PRTG Network Monitor Aims to Simplify Connected Device, IoT Management
What’s more, the interface allows sensors to be grouped and secured, which ensures only authorized network managers can view network and device performance data. The factor allows IT managers to assign certain network monitoring responsibilities to specific individuals. For example, network managers may want to assign only their telecom administrators to monitor and manage VOIP devices.
Of course, network managers can create custom sensors based on protocols or on the results of executables or SSH scripts or other custom actions, which are virtually unlimited. If a network manager can dream up something to monitor, PRTG provides the capabilities to create a custom script to accomplish that.
The massive amount of data collected by the product is readily converted into visual elements in the form of dashboards. Those dashboards offer device views, sunburst views and tabular views of information. They can also be color-coded to highlight specific issues, which speeds troubleshooting, while also providing overall network status at a glance.
PRTG’s Proactive Capabilities
Monitoring is only one part of the network management equation. The other part is the ability to promptly act on information. Here, PRTG offers multiple action items that can be driven by alerts. This means administrators can script actions than can run automatically based on what an alert is reporting.
For example, administrators can build escalation points that are based on how long a sensor has not been responding, which means that multiple action items can be driven by a single alert. For instance, if a sensor has failed to report activity for 60 seconds, then PRGT can be configured to send an alert to a network technician about the issue.
If that same sensor has failed for more than 600 seconds, then other managers can also be informed. On the flipside, when the problem has been resolved and the sensor starts reporting properly again, the system can dispatch an alert confirming that the problem is resolved.
Both scheduled and ad hoc reporting capabilities are included with PRTG, allowing administrators to customize the reports to contain information pertinent to the task at hand. For example, PRTG can schedule monthly reports that tally new devices discovered on the network. Or reports can be filtered to cover just a particular group of sensors.
Ad hoc reporting capability allows administrators to report on most any group of sensors and set filters for numerous criteria, which is a handy capability when it comes to planning or troubleshooting.
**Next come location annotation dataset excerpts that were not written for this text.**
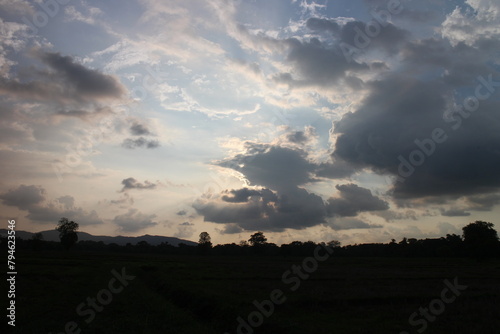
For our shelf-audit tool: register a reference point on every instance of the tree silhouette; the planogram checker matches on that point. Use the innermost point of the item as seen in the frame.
(257, 239)
(205, 239)
(480, 238)
(67, 232)
(205, 243)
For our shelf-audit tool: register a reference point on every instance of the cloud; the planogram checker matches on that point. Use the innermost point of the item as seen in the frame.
(353, 200)
(32, 199)
(185, 230)
(402, 111)
(241, 195)
(351, 224)
(483, 202)
(134, 221)
(64, 81)
(454, 212)
(24, 197)
(138, 129)
(267, 211)
(131, 183)
(304, 137)
(478, 22)
(273, 167)
(140, 142)
(280, 203)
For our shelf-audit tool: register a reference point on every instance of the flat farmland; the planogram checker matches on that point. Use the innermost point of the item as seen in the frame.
(84, 292)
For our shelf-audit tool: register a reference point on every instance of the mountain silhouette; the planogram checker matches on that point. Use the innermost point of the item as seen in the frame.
(154, 240)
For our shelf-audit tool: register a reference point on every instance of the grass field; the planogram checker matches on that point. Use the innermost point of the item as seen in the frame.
(186, 294)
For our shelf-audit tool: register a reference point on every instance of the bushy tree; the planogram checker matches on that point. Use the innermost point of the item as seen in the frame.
(257, 239)
(480, 238)
(205, 243)
(67, 232)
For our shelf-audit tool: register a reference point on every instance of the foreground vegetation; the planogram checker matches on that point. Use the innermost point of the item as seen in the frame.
(206, 294)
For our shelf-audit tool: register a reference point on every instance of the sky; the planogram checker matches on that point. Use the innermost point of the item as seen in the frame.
(358, 121)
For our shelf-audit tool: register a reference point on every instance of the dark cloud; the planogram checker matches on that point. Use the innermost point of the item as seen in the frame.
(401, 111)
(138, 129)
(336, 169)
(317, 24)
(389, 39)
(317, 64)
(351, 224)
(140, 142)
(134, 221)
(301, 137)
(281, 203)
(454, 212)
(240, 195)
(131, 183)
(64, 81)
(87, 82)
(295, 209)
(354, 200)
(32, 199)
(24, 197)
(273, 167)
(185, 230)
(483, 202)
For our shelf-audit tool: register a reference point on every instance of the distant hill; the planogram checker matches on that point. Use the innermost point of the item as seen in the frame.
(53, 235)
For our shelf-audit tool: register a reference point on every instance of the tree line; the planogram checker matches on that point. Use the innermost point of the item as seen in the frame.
(479, 239)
Altogether PRTG Network Monitor does a lot more than track the performance of networks and connected devices. As network managers delve deeper into the product’s capabilities, they will find much more to it.
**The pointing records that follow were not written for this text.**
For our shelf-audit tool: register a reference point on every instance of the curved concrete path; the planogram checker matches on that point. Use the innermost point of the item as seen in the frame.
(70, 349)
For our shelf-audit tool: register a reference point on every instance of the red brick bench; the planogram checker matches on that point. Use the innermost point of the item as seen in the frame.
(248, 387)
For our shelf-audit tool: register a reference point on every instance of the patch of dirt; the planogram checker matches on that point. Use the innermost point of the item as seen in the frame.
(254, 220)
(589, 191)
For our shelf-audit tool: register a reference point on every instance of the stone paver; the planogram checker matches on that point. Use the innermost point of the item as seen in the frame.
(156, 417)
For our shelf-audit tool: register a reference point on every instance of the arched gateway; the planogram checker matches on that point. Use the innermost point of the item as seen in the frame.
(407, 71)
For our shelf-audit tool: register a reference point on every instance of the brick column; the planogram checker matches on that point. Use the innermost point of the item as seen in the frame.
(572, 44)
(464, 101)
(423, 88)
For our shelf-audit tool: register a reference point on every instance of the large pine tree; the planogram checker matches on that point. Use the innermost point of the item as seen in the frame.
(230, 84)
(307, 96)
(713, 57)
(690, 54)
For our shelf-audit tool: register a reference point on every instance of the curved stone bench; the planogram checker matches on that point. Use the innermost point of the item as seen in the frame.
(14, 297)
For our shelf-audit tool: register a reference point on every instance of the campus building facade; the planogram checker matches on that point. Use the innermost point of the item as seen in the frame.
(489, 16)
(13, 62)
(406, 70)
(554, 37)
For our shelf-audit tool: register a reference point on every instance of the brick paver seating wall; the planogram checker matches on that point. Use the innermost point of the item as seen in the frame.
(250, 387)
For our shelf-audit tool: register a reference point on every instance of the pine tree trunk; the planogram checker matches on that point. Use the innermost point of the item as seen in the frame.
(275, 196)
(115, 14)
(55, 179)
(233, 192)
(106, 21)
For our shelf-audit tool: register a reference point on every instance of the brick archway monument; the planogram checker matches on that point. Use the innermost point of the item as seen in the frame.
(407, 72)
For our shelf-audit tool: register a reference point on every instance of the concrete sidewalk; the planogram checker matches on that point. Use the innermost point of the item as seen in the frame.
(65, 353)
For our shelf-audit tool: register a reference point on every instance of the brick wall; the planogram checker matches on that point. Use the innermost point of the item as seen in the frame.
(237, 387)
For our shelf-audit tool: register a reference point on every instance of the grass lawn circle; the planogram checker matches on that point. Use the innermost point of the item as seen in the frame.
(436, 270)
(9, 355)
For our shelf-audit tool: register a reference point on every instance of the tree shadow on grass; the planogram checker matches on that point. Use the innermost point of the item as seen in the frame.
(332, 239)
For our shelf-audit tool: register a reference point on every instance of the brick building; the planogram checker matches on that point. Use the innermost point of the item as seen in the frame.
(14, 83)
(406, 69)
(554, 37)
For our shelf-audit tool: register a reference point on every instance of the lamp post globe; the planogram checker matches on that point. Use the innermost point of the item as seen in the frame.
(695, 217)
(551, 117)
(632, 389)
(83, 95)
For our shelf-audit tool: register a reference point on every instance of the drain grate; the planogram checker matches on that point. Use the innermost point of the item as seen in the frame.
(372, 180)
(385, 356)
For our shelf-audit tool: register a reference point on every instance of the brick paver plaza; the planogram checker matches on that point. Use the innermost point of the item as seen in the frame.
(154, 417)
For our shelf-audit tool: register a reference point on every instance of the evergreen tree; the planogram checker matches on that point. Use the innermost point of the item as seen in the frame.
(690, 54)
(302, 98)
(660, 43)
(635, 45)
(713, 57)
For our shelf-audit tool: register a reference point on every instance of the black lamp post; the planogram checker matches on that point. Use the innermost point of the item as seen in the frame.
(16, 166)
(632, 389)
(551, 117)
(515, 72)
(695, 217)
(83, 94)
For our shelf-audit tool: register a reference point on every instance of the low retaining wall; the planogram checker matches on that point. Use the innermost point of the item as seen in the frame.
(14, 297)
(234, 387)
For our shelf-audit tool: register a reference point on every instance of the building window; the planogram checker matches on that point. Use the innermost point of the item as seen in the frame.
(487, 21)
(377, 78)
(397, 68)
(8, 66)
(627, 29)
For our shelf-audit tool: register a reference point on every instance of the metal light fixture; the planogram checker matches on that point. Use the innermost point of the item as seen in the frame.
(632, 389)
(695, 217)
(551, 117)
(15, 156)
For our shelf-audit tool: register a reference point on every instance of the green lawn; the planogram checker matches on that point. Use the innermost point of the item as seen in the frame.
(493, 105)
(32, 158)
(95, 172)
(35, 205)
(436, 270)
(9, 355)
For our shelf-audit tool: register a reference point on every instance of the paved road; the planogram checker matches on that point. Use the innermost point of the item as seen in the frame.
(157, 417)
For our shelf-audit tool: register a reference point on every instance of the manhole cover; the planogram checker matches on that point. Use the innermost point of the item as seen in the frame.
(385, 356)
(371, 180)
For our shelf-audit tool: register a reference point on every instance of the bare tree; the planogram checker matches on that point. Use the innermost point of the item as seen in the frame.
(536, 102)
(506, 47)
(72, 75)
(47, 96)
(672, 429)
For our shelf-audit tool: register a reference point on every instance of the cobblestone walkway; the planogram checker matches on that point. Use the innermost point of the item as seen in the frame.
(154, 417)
The ability to script specific actions and create custom sensors turns PRTG into a viable network management platform for numerous use cases, including managing the forthcoming deluge of new IoT devices running on enterprise networks.
The exponential growth of network services, such as VOIP, means that PRTG may well become the one-stop solution for all small and midsize enterprises’ network monitoring needs.
What’s more, the simplicity and ease of use will undoubtedly bring network management capabilities to network managers trying to work in existing environments where reliable performance information is scarce and hard to come by.